Трофим перехватил этот мимолетный взгляд, и на его лицо, до этого сияющее, легли тени. Он распахнул полушубок, откинул назад полы и сел рядом с Надей.
— Какая мерзлячка! Краснощекая, а мерзнешь! — и тихонько ущипнул ее за бок.
Надя вздрогнула, взмахнула вязаньем, и под скамейкой звякнули упавшие спицы.
— Господи! — с досадой сказала она. — И чего ты все лезешь! — Из-под густых, пушистых ресниц ее неприязненно сверкнули глаза.
Трофим согнул короткую крепкую спину и, улыбаясь, угодливо зашарил рукой под скамейкой. Он долго искал иглы, по-хозяйски переставлял с места на место Надины, обутые в чесанки, ноги и, подавая спицы, заглянул ей в глаза:
— Если бы я господом был, я бы не таких натворил дел.
— Бог-то не Микишка, не дал тебе на лоб шишку, а то бы всех перепорол! — сострил Латаный и сам фыркнул над своей шуткой.
Надя молча привстала — тонкая, подобранная — и, покачнувшись, словно гибкая приречная талинка, подошла к хозяйке.
— Я, Феня, около тебя сяду.
— А чего же, садись, — Феня охотно подвинулась, — места хватит, садись. Пужливая ты, девка, стала, посмотрю я на тебя. Уж не замуж ли собираешься, честь закупаешь?
— Ну уж, замуж! — Надя вспыхнула, — Так уж и… замуж.
— Это я спроста, к слову пришлось. — Феня повела круглым плечиком. Ни двухлетнее замужество, ни вдовство не изнурили ее, и она была все такой же полной, живой, резвой, как и в девичестве. Она поправила дощечку, на которой сидела и в которую была воткнута кудель, полуобернулась к Наде и под журчанье прялки тихо заговорила.
Трудно было Наде, доверчивой, простодушной, понять, что в словах подруги, может быть, помимо доброй ее воли, к чистосердечью примешивается какой-то скрытый умысел.
— Обожди, Надя, истинный бог. Вот проклятая война эта с немцами да австрияками окончится, соберутся казаки… Вышла я сдуру, а теперь не вернешь. Он лежит там… мой Василь Ефимыч, ничего ему не надо. А ты одна тут мучайся. И хоть бы успели пожить как следует, не так досадно было бы. А то… Побыли вместе, как на постоялом дворе. Да если б я знала, нешто бы я… — Феня неожиданно всплакнула, обронила нитку. Потом утерлась передником, повздыхала, и глаза ее снова заулыбались. — Хотя, девонька, и так посудить: трудно за свою судьбу ручаться. Думаешь так, ан хлоп! — и вышло по-иному. В незамужнюю бытность я тоже думала погулять в девках, пображничать. А получилось вон совсем наоборот, шиворот-навыворот… — И Феня, подергивая козий пух из кудели, журча прялкой, подробно принялась рассказывать о том, как она случайно на мельнице встретила покойного мужа — царство ему небесное — и как он с другого хутора тайком приезжал к ней в гости.

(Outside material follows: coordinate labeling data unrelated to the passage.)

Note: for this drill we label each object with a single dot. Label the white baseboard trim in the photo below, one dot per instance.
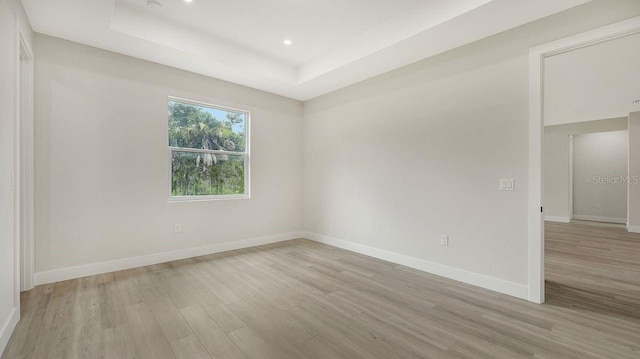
(7, 329)
(498, 285)
(584, 217)
(57, 275)
(557, 219)
(633, 229)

Пашка, проигравшись вчистую, изорвал пиковую семерку, которая подвела его на самой рискованной и последней ставке, истоптал ногами клочки и, накричав на Латаного, поднялся пасмурнее тучи. Он закурил, сунул руки в карманы и зашлепал валенками, шагая из угла в угол. Федор все еще крепился — ставил, но и его кошелек уже пустел. Где-то на донышке сиротливо жалась одна рубчатая гривна; когда-то она выручала его при игре в орлянку, и расставаться с ней было жалко. Латаный снимал банк за банком: ему сегодня везло.
Трофим присоседился к бойкой курносенькой девушке Лизе Бережновой, щекоча, поталкивал ее, и та, польщенная его вниманием, неистово хохотала, запрокидывала беленькое личико. Он, казалось, был очень оживлен: посмеивался, сыпал шутками, но тень с его лица не сходила. Любезничал с Лизой, смешил ее, а сам то и дело поглядывал через прялку на скамью, где возле окна сидела Надя.
Пашке наконец надоело мерить хату, он шагнул к столу и смешал карты:
— Будя вам! Пойдем, Федор!
Надя засуетилась:
— Подождите, ребята, я вместе с вамп. — Не дослушав Фенин рассказ, она подоткнула передник, спрятала в него клубок пряжи, вязанье и побежала к сундуку за шубой.
Трофим, все время карауливший ее, заметался, бросился было к ней, но вдруг нарочно споткнулся и полез под скамью за картой: подле Нади, одевая тулуп, стоял Федор.